Perkenalkan, Gunung Gede-Pangrango pada masa Hindia Belanda. Antara tahun 1809 hingga 1839, di mana badak, macan, burung-burung dan banyak fauna lainnya yang hari ini kita sebut langka, masih hidup bebas di tengah hutan pegunungan Mandalawangi.
Dalam catatan Junghuhn yang ditulis kembali Wormser (1928), jelas sekali tergambarkan bagaimana hutan perawan Gunung Gede-Pangrango masih begitu asri, tanpa gangguan berarti manusia yang secara langsung menjamah hutan.

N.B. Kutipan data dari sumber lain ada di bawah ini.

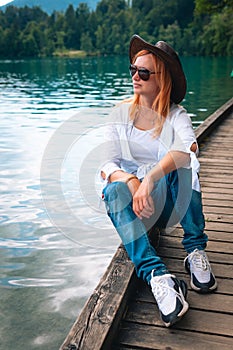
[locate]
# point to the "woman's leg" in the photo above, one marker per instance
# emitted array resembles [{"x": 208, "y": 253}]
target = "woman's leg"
[{"x": 133, "y": 233}]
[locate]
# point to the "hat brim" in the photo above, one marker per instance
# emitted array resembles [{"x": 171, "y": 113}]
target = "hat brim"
[{"x": 172, "y": 62}]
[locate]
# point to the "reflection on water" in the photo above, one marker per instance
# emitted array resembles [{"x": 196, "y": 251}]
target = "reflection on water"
[{"x": 48, "y": 270}]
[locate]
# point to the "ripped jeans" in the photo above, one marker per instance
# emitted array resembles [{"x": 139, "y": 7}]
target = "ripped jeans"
[{"x": 174, "y": 201}]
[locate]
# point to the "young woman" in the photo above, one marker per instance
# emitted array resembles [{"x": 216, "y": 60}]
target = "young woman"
[{"x": 151, "y": 175}]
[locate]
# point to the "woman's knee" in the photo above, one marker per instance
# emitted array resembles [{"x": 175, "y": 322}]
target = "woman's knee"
[{"x": 116, "y": 190}]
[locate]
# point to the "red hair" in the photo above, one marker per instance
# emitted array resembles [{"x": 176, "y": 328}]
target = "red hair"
[{"x": 161, "y": 103}]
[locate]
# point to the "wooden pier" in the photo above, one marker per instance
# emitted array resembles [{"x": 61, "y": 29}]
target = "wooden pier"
[{"x": 122, "y": 313}]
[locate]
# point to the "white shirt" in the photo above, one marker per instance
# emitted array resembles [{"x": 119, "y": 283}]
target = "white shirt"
[{"x": 136, "y": 151}]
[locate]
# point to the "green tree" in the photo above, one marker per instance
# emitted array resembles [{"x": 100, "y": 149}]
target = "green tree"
[{"x": 86, "y": 43}]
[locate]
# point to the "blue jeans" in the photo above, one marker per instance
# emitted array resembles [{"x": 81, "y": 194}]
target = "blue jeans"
[{"x": 174, "y": 201}]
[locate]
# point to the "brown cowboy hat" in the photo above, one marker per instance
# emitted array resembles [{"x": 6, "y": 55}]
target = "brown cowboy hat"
[{"x": 169, "y": 57}]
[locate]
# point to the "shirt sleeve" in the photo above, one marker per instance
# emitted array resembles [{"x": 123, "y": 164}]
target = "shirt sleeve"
[
  {"x": 112, "y": 150},
  {"x": 183, "y": 133}
]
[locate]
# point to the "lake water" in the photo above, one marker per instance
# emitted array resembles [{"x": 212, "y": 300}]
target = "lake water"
[{"x": 55, "y": 239}]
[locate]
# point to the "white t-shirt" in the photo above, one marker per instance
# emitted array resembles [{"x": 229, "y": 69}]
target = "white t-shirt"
[{"x": 137, "y": 151}]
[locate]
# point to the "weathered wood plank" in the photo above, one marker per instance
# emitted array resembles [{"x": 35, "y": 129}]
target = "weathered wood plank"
[
  {"x": 215, "y": 302},
  {"x": 215, "y": 119},
  {"x": 195, "y": 320},
  {"x": 140, "y": 336},
  {"x": 96, "y": 325}
]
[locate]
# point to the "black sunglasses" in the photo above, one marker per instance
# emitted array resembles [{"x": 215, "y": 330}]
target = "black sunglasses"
[{"x": 143, "y": 73}]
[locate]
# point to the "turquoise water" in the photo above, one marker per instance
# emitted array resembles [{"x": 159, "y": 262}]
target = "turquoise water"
[{"x": 55, "y": 238}]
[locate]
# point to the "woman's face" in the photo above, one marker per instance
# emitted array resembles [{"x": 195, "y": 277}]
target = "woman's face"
[{"x": 148, "y": 89}]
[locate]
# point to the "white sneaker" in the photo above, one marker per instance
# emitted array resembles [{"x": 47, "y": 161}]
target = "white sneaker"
[
  {"x": 170, "y": 294},
  {"x": 202, "y": 277}
]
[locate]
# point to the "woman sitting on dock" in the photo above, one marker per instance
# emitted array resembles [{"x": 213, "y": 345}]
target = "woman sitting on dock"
[{"x": 151, "y": 175}]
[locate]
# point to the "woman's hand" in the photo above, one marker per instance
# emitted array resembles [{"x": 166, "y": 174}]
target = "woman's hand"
[{"x": 143, "y": 205}]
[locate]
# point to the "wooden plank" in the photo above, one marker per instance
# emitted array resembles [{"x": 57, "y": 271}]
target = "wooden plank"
[
  {"x": 101, "y": 315},
  {"x": 215, "y": 302},
  {"x": 215, "y": 119},
  {"x": 140, "y": 336},
  {"x": 195, "y": 320}
]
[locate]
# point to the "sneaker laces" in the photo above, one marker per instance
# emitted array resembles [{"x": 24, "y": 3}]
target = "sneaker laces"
[
  {"x": 200, "y": 260},
  {"x": 161, "y": 289}
]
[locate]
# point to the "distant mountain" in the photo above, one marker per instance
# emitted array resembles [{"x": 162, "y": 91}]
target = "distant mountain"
[{"x": 50, "y": 5}]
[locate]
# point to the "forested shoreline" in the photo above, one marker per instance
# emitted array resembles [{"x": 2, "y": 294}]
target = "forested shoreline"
[{"x": 192, "y": 27}]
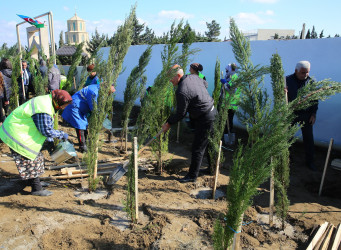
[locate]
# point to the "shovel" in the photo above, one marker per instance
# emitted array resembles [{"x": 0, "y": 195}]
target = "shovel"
[{"x": 121, "y": 170}]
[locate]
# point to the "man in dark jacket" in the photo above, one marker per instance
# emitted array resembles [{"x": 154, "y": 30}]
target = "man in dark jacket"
[
  {"x": 307, "y": 117},
  {"x": 6, "y": 71},
  {"x": 192, "y": 97}
]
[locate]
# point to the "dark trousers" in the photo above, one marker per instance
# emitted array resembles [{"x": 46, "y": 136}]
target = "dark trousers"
[
  {"x": 81, "y": 136},
  {"x": 308, "y": 137},
  {"x": 21, "y": 96},
  {"x": 203, "y": 127}
]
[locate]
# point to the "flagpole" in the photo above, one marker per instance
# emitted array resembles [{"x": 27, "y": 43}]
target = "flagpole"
[{"x": 19, "y": 48}]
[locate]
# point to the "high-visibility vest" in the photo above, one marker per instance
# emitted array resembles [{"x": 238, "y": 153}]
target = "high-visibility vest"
[{"x": 19, "y": 131}]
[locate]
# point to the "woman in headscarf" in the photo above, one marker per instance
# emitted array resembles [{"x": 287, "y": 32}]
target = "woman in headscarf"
[
  {"x": 25, "y": 131},
  {"x": 196, "y": 68},
  {"x": 6, "y": 89}
]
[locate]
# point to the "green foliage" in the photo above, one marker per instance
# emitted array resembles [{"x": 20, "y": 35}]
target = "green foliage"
[
  {"x": 252, "y": 162},
  {"x": 217, "y": 83},
  {"x": 281, "y": 162},
  {"x": 102, "y": 107},
  {"x": 14, "y": 98},
  {"x": 76, "y": 59},
  {"x": 97, "y": 41},
  {"x": 135, "y": 85},
  {"x": 213, "y": 31},
  {"x": 137, "y": 30},
  {"x": 129, "y": 204},
  {"x": 61, "y": 39},
  {"x": 157, "y": 105}
]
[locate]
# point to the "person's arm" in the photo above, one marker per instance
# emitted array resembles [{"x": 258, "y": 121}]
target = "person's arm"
[
  {"x": 181, "y": 109},
  {"x": 44, "y": 124}
]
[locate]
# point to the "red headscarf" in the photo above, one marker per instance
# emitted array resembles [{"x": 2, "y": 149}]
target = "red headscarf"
[{"x": 61, "y": 97}]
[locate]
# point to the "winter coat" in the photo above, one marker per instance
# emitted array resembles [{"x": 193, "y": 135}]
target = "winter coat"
[
  {"x": 53, "y": 79},
  {"x": 7, "y": 76},
  {"x": 78, "y": 111}
]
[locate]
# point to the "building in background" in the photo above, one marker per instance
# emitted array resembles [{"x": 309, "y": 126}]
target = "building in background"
[
  {"x": 76, "y": 31},
  {"x": 269, "y": 34}
]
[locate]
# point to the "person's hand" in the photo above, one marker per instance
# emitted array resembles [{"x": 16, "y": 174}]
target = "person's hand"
[
  {"x": 312, "y": 119},
  {"x": 165, "y": 127},
  {"x": 65, "y": 136}
]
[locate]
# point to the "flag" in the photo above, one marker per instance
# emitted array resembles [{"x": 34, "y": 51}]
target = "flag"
[{"x": 32, "y": 21}]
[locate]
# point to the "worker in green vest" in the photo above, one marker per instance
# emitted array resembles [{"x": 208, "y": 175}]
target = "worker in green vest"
[
  {"x": 228, "y": 89},
  {"x": 26, "y": 129}
]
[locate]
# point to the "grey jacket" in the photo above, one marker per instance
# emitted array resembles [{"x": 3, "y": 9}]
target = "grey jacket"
[
  {"x": 53, "y": 79},
  {"x": 192, "y": 97}
]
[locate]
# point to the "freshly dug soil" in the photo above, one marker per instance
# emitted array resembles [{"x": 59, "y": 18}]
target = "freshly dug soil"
[{"x": 171, "y": 216}]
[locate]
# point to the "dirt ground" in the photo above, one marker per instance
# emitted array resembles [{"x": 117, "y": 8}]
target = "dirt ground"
[{"x": 171, "y": 215}]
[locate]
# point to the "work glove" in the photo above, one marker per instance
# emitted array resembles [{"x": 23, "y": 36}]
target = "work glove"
[
  {"x": 49, "y": 146},
  {"x": 65, "y": 136}
]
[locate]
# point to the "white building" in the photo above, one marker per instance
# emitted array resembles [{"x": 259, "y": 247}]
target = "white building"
[
  {"x": 76, "y": 31},
  {"x": 268, "y": 34}
]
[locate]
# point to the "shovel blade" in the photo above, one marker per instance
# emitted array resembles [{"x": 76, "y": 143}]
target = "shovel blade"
[{"x": 117, "y": 174}]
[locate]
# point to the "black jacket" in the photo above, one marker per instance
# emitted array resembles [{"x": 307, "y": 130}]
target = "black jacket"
[
  {"x": 191, "y": 97},
  {"x": 293, "y": 85}
]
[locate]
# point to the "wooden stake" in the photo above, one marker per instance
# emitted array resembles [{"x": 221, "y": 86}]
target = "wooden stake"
[
  {"x": 317, "y": 236},
  {"x": 136, "y": 180},
  {"x": 326, "y": 165},
  {"x": 95, "y": 168},
  {"x": 337, "y": 238},
  {"x": 126, "y": 140},
  {"x": 236, "y": 237},
  {"x": 272, "y": 197},
  {"x": 216, "y": 171},
  {"x": 178, "y": 132}
]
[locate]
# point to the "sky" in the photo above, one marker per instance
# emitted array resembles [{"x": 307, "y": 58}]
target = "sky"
[{"x": 107, "y": 15}]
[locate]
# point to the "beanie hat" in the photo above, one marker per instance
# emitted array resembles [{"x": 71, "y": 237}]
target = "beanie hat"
[
  {"x": 197, "y": 67},
  {"x": 90, "y": 67}
]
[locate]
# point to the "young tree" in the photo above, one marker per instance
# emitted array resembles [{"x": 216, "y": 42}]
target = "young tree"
[
  {"x": 313, "y": 33},
  {"x": 157, "y": 105},
  {"x": 217, "y": 83},
  {"x": 148, "y": 37},
  {"x": 137, "y": 30},
  {"x": 61, "y": 39},
  {"x": 213, "y": 31},
  {"x": 95, "y": 42},
  {"x": 308, "y": 36},
  {"x": 135, "y": 84},
  {"x": 251, "y": 163},
  {"x": 281, "y": 163},
  {"x": 113, "y": 67}
]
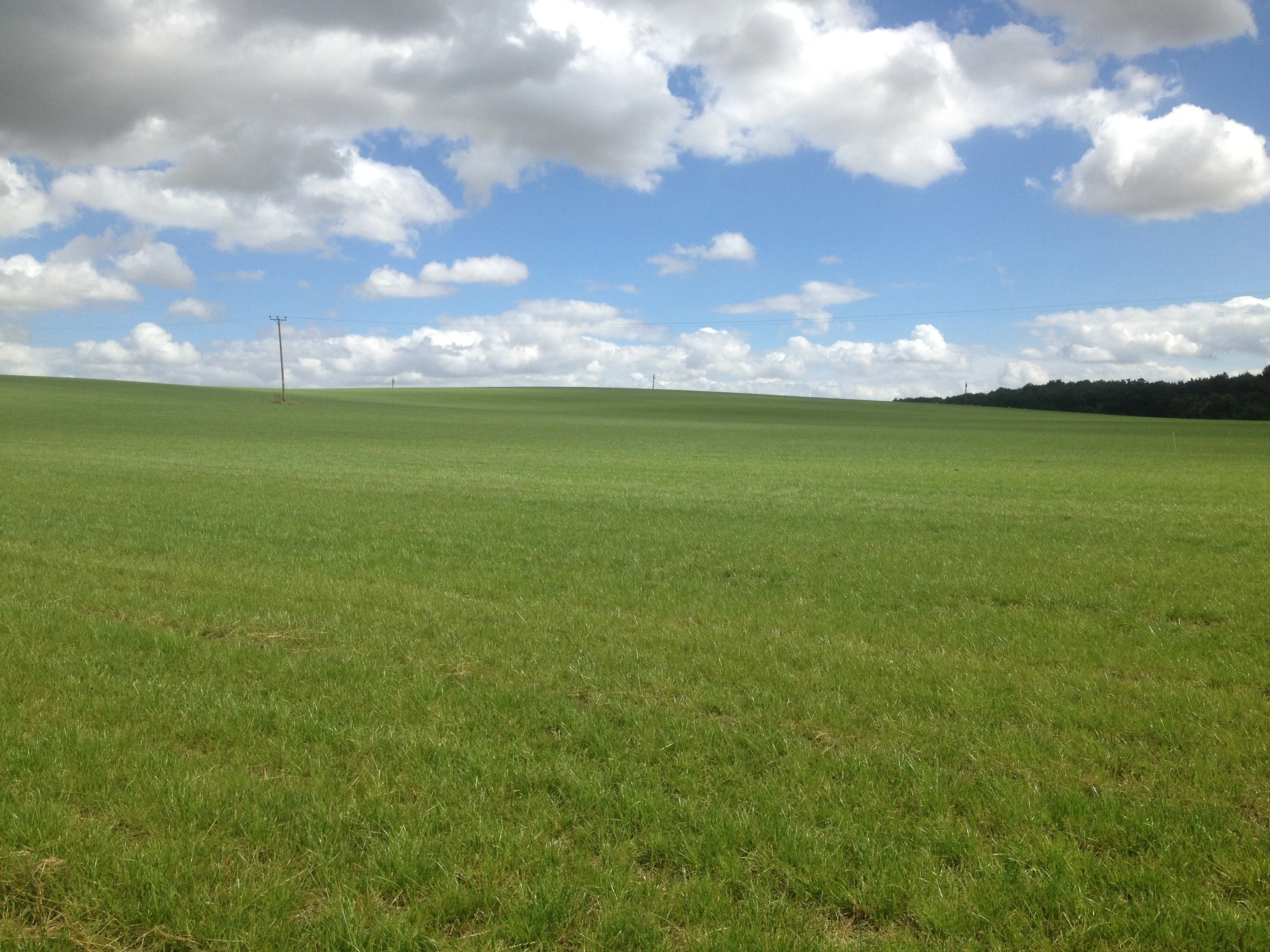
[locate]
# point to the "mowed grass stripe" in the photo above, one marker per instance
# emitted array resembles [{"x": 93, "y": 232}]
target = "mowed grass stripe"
[{"x": 620, "y": 669}]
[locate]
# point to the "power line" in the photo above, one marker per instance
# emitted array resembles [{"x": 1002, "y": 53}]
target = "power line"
[{"x": 635, "y": 324}]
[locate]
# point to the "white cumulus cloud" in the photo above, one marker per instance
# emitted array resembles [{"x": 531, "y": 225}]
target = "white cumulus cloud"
[
  {"x": 1173, "y": 167},
  {"x": 32, "y": 286},
  {"x": 724, "y": 247},
  {"x": 1128, "y": 337},
  {"x": 246, "y": 120},
  {"x": 348, "y": 197},
  {"x": 439, "y": 280},
  {"x": 808, "y": 304},
  {"x": 155, "y": 263},
  {"x": 193, "y": 308},
  {"x": 25, "y": 205},
  {"x": 1135, "y": 27}
]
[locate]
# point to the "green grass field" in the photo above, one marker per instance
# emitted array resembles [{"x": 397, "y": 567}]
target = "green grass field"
[{"x": 616, "y": 669}]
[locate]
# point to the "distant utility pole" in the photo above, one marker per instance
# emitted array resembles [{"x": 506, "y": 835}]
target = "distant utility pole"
[{"x": 281, "y": 366}]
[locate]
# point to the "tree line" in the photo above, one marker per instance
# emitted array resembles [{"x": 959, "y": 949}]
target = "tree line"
[{"x": 1221, "y": 398}]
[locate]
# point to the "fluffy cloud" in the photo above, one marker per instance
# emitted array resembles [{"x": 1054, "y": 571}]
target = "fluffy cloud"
[
  {"x": 1173, "y": 167},
  {"x": 243, "y": 119},
  {"x": 1135, "y": 27},
  {"x": 1107, "y": 341},
  {"x": 724, "y": 247},
  {"x": 155, "y": 263},
  {"x": 193, "y": 308},
  {"x": 554, "y": 343},
  {"x": 347, "y": 197},
  {"x": 25, "y": 205},
  {"x": 583, "y": 343},
  {"x": 809, "y": 304},
  {"x": 32, "y": 286},
  {"x": 437, "y": 280}
]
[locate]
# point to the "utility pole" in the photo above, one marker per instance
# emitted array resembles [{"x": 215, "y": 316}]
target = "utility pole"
[{"x": 282, "y": 369}]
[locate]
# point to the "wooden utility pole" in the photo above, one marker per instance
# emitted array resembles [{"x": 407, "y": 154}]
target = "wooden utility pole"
[{"x": 282, "y": 367}]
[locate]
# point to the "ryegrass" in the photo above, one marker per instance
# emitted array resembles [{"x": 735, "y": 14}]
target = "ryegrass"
[{"x": 620, "y": 669}]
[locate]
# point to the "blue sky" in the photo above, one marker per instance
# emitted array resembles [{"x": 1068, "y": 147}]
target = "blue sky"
[{"x": 837, "y": 200}]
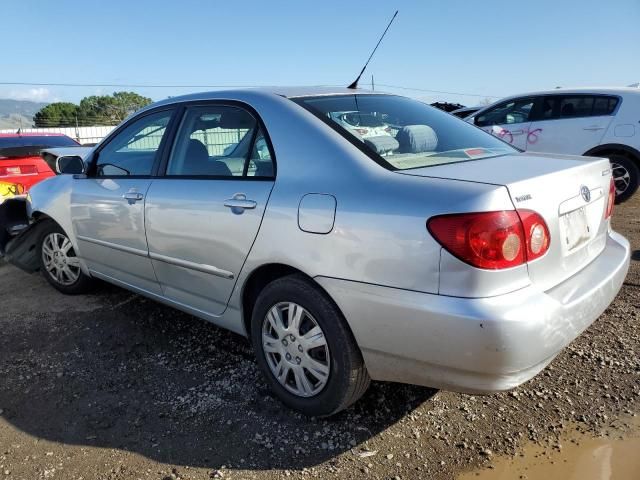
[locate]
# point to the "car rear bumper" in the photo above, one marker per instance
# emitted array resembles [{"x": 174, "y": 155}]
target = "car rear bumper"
[{"x": 476, "y": 344}]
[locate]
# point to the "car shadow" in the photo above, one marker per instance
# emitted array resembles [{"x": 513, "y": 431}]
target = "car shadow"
[{"x": 140, "y": 377}]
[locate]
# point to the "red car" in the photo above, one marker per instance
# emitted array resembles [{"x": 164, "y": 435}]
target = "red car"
[{"x": 20, "y": 160}]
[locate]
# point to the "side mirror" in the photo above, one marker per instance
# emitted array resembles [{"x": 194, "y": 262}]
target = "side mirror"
[{"x": 70, "y": 165}]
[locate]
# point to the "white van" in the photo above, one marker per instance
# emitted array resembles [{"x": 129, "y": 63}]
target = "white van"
[{"x": 599, "y": 122}]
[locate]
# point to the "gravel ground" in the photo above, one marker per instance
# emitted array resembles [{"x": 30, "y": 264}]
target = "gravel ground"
[{"x": 114, "y": 386}]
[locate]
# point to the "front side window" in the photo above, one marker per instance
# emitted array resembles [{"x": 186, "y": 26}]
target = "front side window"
[
  {"x": 219, "y": 140},
  {"x": 401, "y": 133},
  {"x": 133, "y": 151},
  {"x": 513, "y": 111}
]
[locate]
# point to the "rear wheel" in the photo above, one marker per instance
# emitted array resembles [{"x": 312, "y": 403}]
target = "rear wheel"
[
  {"x": 626, "y": 176},
  {"x": 305, "y": 350},
  {"x": 59, "y": 264}
]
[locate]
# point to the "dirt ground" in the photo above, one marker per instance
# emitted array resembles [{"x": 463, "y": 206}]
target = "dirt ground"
[{"x": 114, "y": 386}]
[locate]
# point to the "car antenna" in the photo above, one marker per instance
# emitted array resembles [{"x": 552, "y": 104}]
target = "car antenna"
[{"x": 354, "y": 85}]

Jangankan mendapati jalur pendakian, memikirkan pernah ada manusia menjejakkan kaki di puncak dan kawah gunung ini saja rasanya tidak mungkin pada waktu itu. Demikianlah barangkali apa yang terlintas dalam pikiran Junghuhn dan beberapa orang Eropa lainnya pada masa itu.
Artefak Kehidupan Manusia
Alih-alih menjadi pendaki pertama, Junghuhn dan para pendaki Eropa lainnya dikejutkan dengan temuan bekas-bekas kegiatan manusia di kawasan sekitar hutan Gede-Pangrango.
Di sekitar kawah yang baru ditemuinya itu, mereka menemukan patilasan (jejak) berupa batu-batu yang dipercaya sebagai makam nenek moyang masyarakat.
Maka sejak itu, Junghuhn menyakini bahwa beradab-abad sebelum kedatangannya ke Hindia-Belanda, dan menapakkan kaki di puncak Gunung Gede-Pangrango, masyarakat asli wilayah Sunda telah lama berkunjung, mendaki gunung, berkegiatan, serta memperlakukan gunung secara khas sesuai dengan kultur masyarakat Timur.
Tidak hanya berlaku di wilayah Sunda, di beberapa gunung di Jawa dan Nusantara pada umumnya, sebagaimana disampaikan Wormser (1928:2) telah ada tanda-tanda yang nyata, bahwa pernah didaki orang-orang sejak beberapa abad yang lalu.
Seperti Gunung Gede dan Sumbing, di mana di sekitar puncaknya yang keramat, ditemukan tanda-tanda kegiatan manusia, orang Eropa hampir tidak pernah berwisata ke gunung-gunung ini.
“Tidak dapat dimengerti memang,” seloroh Wormser.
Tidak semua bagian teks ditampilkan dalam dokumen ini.